Also, compounds seem to go "out of date" more than recurves, and people who own compounds seem to be targeted to buy the latest and greatest over and over again.


----------



## lv2bohunt

This thread has been up a while so maybe you've already made your choice. The one thing I would add is that a person who begins with a recurve is forced to develope proper form and shooting skills as he or she progresses. Traditional equipment will force you to do things right. After which shooting a compound becomes an addition to your experience as an archer. There are many compound shooters who can't shoot traditional bows. Learning on a traditional bow enables you to shoot do both.

A good bow is one that feels good in your hand. Don't get hung up on what someone else shoots or likes/dislikes.


----------



## sightmaster

go to your local archery shop shoot a couple bows and see what you think


----------



## shields642

i grew up shooting traditional and switched to compunds when i was about 13 my dad only shoots a recurve but i personally think learning to shoot with a recurve helped me when i switched to shooting sights due to my ability to judge yardage and quickly find my mark a lot of new compound shooters are taught to draw back and hold for what seems like an eternity but shooting a recurve taught me to draw back find my mark and release quickly which on a 3-d or indoor course doesnt matter but in the hunting woods has worked for me almost every year


----------



## LAPU LAPU

I'm in this situation now, I cant decide which one to buy first...


----------



## fluke

i would say get what you like best but i know it's not a helpful answer

hunting or target

if hunting i would definitely go compound.

target however if i was to shoot seriously and competitively i'll take a recurve. if i was to shoot just for the fun of shooting i'd consider compound as well

just know recurve has a steep learning curve. i know beginners still struggling to hit the gold from 10m. a beginner with a compound will hit the gold within hours. of course mastering both takes dedication and training.
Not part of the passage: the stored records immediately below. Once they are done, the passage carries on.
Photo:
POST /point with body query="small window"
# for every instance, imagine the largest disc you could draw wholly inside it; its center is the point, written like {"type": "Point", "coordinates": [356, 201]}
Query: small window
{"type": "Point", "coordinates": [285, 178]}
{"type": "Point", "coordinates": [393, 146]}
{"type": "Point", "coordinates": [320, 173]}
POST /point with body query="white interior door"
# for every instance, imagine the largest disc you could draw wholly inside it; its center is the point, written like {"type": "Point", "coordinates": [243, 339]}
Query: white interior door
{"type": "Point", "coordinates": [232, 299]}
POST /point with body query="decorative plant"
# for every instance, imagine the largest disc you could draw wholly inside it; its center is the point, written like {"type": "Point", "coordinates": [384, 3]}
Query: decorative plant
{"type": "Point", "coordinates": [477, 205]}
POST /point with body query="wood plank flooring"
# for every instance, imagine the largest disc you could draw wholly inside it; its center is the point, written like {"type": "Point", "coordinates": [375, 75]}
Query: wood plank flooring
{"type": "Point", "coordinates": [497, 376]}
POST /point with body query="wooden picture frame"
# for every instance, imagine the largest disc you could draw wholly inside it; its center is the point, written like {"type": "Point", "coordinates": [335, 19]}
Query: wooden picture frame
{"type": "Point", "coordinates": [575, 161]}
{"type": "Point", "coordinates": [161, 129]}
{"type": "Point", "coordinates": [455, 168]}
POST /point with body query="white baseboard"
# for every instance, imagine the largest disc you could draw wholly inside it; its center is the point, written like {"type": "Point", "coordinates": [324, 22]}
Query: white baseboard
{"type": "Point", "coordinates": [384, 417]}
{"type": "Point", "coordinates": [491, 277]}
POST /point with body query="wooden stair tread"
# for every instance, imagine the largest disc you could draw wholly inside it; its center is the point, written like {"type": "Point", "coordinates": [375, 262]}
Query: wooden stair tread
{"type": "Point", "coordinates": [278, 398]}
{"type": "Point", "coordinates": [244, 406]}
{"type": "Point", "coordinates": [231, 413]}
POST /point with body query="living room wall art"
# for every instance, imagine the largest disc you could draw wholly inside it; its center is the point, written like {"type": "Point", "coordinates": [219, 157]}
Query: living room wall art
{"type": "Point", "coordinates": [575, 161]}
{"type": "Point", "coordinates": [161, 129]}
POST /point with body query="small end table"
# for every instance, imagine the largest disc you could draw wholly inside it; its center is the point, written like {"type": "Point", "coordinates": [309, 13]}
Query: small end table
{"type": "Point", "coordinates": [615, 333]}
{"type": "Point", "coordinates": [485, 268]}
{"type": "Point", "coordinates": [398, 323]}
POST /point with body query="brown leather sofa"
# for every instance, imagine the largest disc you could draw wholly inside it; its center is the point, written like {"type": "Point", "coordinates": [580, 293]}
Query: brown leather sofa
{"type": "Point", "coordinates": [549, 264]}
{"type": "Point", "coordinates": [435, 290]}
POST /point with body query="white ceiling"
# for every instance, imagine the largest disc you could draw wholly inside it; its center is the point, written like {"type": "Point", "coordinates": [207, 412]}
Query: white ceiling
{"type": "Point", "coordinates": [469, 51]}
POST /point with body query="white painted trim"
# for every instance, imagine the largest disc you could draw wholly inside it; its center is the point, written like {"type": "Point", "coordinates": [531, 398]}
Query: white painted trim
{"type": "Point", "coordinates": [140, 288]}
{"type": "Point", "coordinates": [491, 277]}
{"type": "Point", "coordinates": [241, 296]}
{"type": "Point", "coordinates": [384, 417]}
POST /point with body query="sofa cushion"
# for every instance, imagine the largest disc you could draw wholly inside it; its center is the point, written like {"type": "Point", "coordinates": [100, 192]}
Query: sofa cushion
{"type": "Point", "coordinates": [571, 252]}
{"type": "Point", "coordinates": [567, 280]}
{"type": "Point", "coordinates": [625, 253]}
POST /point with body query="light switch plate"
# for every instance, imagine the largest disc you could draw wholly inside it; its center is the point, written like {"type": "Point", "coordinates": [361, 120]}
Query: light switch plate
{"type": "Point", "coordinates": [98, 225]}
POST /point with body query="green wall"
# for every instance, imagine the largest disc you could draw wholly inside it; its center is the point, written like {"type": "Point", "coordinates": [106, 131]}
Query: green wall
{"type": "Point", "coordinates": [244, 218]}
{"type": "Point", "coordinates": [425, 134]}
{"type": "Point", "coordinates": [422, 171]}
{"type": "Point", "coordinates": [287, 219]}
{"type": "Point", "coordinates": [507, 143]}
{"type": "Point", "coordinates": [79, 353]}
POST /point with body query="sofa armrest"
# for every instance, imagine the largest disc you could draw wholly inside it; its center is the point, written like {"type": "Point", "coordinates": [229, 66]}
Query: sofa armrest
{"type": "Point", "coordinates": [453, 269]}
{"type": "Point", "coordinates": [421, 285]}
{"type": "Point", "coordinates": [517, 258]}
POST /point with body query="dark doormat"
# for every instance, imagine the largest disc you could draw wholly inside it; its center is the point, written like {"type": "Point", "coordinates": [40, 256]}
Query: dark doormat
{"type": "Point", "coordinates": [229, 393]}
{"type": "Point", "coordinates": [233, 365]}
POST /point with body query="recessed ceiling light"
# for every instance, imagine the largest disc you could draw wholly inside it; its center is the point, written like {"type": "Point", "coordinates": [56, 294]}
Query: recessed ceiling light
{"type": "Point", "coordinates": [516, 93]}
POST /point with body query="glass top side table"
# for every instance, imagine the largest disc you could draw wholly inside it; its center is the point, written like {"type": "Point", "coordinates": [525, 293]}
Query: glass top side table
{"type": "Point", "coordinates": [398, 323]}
however i did notice that compound bows on the shooting line get more attention than the archer shooting it . somehow i find recurve bows to be more rewarding but that's me


----------



## Elrose

fluke said:


> however i did notice that compound bows on the shooting line get more attention than the archer shooting it .


I absolutely agree with you. May be it's because the compound takes most of the work on itself (it's my personal experience). I often watch newbies with the compounds hitting 8, 9, 10. Contrariwise, newbies with the recurves often can not even hit the target itself..


----------



## target1

Elrose said:


> I absolutely agree with you. May be it's because the compound takes most of the work on itself (it's my personal experience). I often watch newbies with the compounds hitting 8, 9, 10. Contrariwise, newbies with the recurves often can not even hit the target itself..


how true...


----------



## buckdilladown

Compound !! Much easier to learn but remender what ever u decide form is most important. Shoot the same way way everytime. You would be supized what a half inch difference makes


----------